The remaining issue is the cultural and political acceptation of a redefined right to property, after a twenty-year consensus which ensued from the fall of the Soviet Union. « It doesn’t matter whether it’s a white cat or a black, I think : a cat that catches mice is a good cat », stated Deng Xiaoping on the dawn of this era of consensus.
Quickly, the imbalances caused by this evolution have made it necessary to call into question, once again, the relationship between individual freedom and collective wellbeing. The most significant element in this process was the 2009 Nobel Prize in Economic Sciences, awarded to Elinor Ostrom and Oliver Williamson for their research on the “commons”. The Nobel Academy established the idea of reaching a new balance between individual and collective interest, within the right to property, as a new paradigm in economic theory. This confirms a myriad of initiatives, all over the world: inhabitants’ cooperatives in Germany, community work and living units in Catalonia, popular investment funds, slum renovation cooperatives, popular urban planning initiatives in Sri Lanka…

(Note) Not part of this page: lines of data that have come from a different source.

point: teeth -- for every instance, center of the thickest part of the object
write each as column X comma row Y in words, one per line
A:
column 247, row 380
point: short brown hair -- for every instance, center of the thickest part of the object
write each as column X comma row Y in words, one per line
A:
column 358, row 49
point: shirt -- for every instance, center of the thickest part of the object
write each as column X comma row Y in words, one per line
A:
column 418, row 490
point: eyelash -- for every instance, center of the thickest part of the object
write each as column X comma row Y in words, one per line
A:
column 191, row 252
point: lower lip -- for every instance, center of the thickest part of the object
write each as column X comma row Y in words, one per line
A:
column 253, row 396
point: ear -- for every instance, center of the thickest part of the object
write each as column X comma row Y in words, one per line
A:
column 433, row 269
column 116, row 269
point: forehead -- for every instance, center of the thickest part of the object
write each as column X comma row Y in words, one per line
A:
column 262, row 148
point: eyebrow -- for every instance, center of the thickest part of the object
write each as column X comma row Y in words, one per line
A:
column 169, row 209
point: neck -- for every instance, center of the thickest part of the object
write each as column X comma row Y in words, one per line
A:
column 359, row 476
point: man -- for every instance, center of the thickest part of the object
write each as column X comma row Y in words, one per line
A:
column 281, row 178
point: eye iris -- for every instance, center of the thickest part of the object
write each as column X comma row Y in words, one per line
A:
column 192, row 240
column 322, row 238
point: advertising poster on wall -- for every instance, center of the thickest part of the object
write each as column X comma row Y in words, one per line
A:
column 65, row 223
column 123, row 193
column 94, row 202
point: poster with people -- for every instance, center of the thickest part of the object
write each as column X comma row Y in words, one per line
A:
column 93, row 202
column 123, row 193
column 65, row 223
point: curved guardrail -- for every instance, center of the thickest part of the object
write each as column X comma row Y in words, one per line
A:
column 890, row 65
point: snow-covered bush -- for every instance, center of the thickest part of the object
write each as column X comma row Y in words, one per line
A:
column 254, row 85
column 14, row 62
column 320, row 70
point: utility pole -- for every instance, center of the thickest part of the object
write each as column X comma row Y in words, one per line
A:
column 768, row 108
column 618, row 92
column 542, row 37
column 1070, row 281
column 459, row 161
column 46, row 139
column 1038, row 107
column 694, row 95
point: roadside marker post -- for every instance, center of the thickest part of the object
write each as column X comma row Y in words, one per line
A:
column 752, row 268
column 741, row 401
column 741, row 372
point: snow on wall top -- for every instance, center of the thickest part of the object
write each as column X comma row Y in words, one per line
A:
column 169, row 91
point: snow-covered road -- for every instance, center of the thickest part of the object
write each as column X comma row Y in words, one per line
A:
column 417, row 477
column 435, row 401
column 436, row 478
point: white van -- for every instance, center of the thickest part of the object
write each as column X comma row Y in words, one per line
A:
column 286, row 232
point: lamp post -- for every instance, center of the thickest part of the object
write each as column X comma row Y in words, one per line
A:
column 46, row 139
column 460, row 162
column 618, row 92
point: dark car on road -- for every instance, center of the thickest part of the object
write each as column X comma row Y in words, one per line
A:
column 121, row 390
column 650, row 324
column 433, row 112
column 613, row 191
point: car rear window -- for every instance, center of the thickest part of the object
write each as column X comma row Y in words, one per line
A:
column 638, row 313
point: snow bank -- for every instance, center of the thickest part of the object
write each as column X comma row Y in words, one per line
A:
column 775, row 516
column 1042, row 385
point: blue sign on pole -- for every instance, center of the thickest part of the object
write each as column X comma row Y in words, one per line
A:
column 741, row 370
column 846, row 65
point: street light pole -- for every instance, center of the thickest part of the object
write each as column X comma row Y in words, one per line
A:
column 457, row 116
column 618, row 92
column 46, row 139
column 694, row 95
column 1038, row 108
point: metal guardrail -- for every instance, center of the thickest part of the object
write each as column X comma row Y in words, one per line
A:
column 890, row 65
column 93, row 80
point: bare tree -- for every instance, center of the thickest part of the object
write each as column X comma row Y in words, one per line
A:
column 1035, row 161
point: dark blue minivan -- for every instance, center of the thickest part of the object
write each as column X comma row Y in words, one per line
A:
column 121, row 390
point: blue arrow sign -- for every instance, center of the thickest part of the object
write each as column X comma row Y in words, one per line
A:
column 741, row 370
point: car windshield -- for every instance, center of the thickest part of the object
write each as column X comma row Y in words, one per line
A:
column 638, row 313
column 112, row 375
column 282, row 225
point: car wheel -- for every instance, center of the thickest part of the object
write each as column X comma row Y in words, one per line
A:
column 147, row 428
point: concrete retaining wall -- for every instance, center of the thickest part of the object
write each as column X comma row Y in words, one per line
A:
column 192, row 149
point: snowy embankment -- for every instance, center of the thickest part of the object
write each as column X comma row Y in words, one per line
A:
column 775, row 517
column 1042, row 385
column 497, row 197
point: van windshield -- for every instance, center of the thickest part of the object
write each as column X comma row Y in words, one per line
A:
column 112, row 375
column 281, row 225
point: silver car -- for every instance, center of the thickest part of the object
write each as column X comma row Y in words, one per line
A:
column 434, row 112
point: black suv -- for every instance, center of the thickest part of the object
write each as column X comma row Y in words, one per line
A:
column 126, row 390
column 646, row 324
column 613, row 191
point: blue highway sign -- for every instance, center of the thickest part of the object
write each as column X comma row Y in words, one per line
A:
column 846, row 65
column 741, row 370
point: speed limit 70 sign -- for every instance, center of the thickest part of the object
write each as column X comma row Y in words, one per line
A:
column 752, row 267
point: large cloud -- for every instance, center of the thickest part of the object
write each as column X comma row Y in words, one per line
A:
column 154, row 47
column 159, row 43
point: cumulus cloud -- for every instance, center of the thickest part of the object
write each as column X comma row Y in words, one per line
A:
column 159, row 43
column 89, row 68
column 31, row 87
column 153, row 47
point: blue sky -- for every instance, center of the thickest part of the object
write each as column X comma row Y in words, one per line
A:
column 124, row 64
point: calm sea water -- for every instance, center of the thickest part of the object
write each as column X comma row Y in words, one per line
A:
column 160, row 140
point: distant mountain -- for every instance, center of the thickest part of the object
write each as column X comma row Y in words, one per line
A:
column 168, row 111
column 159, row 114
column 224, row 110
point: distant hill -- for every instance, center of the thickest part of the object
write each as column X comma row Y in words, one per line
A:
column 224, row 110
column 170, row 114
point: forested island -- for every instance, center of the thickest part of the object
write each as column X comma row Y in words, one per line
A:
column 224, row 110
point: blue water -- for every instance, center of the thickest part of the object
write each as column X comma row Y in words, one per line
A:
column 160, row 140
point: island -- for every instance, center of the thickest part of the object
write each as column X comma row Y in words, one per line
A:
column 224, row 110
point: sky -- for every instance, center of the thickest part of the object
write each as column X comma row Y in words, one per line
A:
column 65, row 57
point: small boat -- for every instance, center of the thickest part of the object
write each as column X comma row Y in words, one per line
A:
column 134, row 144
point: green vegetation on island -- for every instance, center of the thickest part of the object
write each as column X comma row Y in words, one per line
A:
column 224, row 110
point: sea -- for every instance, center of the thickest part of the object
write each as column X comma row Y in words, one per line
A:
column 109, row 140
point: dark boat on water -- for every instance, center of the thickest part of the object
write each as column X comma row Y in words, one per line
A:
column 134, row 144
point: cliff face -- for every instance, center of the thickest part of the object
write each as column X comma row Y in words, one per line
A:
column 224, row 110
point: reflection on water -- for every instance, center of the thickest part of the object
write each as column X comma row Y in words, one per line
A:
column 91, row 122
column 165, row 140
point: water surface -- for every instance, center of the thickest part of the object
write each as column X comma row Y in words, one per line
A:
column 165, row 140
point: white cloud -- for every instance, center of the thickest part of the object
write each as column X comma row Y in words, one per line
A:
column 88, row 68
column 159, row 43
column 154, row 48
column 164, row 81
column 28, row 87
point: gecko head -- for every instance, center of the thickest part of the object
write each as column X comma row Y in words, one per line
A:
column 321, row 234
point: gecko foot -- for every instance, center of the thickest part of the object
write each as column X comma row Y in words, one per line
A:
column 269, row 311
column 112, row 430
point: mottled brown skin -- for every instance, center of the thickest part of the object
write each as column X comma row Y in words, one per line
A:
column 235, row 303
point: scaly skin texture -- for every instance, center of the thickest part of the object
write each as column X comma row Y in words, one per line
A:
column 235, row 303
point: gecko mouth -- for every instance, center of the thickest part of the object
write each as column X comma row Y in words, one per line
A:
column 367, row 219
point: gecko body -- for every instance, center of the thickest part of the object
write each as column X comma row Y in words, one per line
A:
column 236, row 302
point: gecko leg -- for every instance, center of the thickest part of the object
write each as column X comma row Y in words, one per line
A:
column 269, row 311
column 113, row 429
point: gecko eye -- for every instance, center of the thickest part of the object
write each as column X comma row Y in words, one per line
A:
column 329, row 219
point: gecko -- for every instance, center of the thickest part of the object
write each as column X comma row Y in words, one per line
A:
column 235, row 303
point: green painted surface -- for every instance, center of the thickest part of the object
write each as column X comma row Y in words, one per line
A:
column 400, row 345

These initiatives also exist in France and in the housing sector, and they are reshaping the right to property. Several initiatives have received support from local authorities and aim at developing non-speculative mutual benefit initiatives: in the Ile-de-France region (the Paris area) and in Lyon, players have been considering adopting the American Community Land Trusts (which have already been imported in the UK and in Belgium). These Land Trusts distinguish between land ownership and property of the walls, allowing for a cheaper access to land use in exchange for giving up ground income. In Alsace, fair self-promoting neighbourhoods are being encouraged. Social landlords sell homes to their inhabitants, with non-speculative clauses. Inhabitants’ cooperatives are thriving, with diverse legal forms and statutes. These collaborative projects are redefining the functions of habitat and creating a neighbourhood-based form of democracy. Ground rent is no longer an obvious component of the right to property. This novel situation is an opportunity to live differently, to gain ownership over other elements of habitat: its design, occupation statutes, the definition of user costs, its relationships with the surrounding environment. This change is an opportunity to replace competition-based relationships with cooperation-based relationships. Individuals, organisations and local authorities are now experimenting with it. Regulating land uses, types of construction, financial engineering, collective and individual legal statute… France, Europe and the world are planting the seeds of sustainable development within the chipped vault of an all-consuming individual property.
The ground rent society is overheating and self-management experiments, as well as systemic transformations based on firmly grounded theoretical constructions, are currently coming together to overthrow an obsolete form of organisation.
1 Nobel c/ Pays-Bas, 27126/11.
2 This expression was used by François Luchaire, a member of the Constitutional Council, in a memo to the Council on the right to property.
3 The Court considered that the idea of respect for possessions means right to property. EHRC, 1979, Marckx v Belgium.
4 EHRC, 1991, Fredin v Sweden.
5 EHCR, 1989, Baner v Sweden.
6 EHCR, 1992, Pine Valley Developments v Ireland.
7 EHCR, 1990, Mellacher v Austria.
8 EHCR, 2002, Stretch v United Kingdom.
9 EHCR, Shevchenko v Russia (2008), Burdov v Russia (2004), Novikov v Russia (2008) Nagovitsine v Russia (2008), Ponomarenko v Russia (2007), Sypchenko v Russia (2007), etc.